No último sábado, enquanto o Brasil acompanhava o desenrolar da rendição de Lula na sede do sindicato dos Metalúrgicos em São Bernardo do Campo, agentes da PF envolvidos na operação permaneciam o tempo todo com um olho no presente e outro no passado. Mais precisamente, num trágico acontecimento histórico: o cerco de Waco — promovido em abril de 1993 em torno da sede da seita “Ramo Davidiano”, na cidade do Texas. Os davidianos eram liderados por David Koresh, autoproclamado Cristo reencarnado. A estimativa era de que cerca de cem pessoas estariam no local onde abrigavam 250 armas ilegais. Koresh havia prometido se entregar caso uma mensagem dele de 58 minutos fosse transmitida pelo rádio. A fala foi veiculada, mas ele não honrou a promessa, o que motivou a polícia a invadir o “bunker”. Não poderia ter sido pior. Uma ação destrambelhada do FBI fez com que a invasão fosse encerrada de forma catastrófica, com a morte de 75 pessoas, entre as quais 25 crianças.

De fato, há um parentesco irrefutável entre Waco e São Bernardo, com pitadas de psicopatia em ambos os casos. Ninguém duvida que, muitos dos que se espremiam nos arredores do sindicato, estariam dispostos a matar e a morrer por Lula. Era como se uma imensa aura de fanatismo permeasse o QG montado pelo PT. Para eles, o messias, ao lado do qual eles acreditaram um dia ter atravessado o mar Morto, não deveria retroceder nunca. Render-se jamais. Mesmo quem estava alheio à mesa de negociações, comendo pipoca em frente à TV, poderia vislumbrar a tragédia como desfecho óbvio de uma operação malsucedida — que atenderia aos interesses todos sabem de quem. Daí o cálculo e a frieza dos escalados para fazer valer a ordem judicial.
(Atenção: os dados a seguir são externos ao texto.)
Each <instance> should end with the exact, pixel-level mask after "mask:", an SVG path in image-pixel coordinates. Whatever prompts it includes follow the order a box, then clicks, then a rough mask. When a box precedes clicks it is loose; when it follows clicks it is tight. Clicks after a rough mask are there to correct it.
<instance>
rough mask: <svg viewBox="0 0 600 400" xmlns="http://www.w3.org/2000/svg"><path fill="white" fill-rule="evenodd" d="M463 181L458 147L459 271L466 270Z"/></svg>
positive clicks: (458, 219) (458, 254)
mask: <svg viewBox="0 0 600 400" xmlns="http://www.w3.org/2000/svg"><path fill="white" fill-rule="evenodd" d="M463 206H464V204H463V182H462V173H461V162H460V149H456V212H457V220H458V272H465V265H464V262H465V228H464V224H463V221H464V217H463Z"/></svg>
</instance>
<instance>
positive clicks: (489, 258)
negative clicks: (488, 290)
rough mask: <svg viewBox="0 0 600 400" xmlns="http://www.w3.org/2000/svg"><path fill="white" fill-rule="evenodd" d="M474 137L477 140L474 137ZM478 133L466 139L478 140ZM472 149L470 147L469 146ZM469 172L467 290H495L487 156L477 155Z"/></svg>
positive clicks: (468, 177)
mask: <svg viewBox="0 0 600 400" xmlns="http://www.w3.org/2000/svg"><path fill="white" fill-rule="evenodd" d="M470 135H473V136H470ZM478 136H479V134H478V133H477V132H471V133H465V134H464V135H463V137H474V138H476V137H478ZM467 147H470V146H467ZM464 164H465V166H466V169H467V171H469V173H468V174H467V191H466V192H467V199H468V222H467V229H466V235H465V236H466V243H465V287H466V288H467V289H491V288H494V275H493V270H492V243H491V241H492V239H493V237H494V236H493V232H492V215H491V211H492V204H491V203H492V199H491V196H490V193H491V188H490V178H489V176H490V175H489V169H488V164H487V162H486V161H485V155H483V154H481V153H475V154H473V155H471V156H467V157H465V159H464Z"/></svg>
Os movimentos lembraram um jogo de pôquer, garante quem acompanhou de perto as tratativas. Em sua autobiografia, Bill Gates dizia que o pôquer foi para ele uma aula de estratégia e disciplina, mais do que qualquer outro curso acadêmico. Disfarçar a ansiedade e a insegurança, estudar o adversário e blefar são técnicas do carteado exigidas durante uma negociação.

Houve de tudo um pouco naquele dia que virou história. Para evitar a reedição do episódio funesto do Texas, cada palavra foi medida, cada passo traçado milimetricamente. Por exemplo, a possibilidade de a prisão preventiva ser decretada foi uma carta colocada na mesa só depois das 18h, o que arremessou o petista para uma encruzilhada. A partir de então, ou ele dispersava a militância e se entregava, ou poderia ser preso por obstrução de Justiça, ao se negar a cumprir uma ordem judicial. Em dado momento, para quem enxergava tudo a olho nu, o espetáculo parecia enveredar para a patifaria por aparentemente prenunciar uma afronta à Justiça sem precedentes na história republicana. Nos bastidores, porém, esse risco nunca existiu. Todos do lado de lá do balcão tinham a exata ciência de que qualquer desenlace diferente teria representado a consagração de Lula e a genuflexão do Judiciário. Para o bem da democracia, as instituições permaneceram retas e verticais.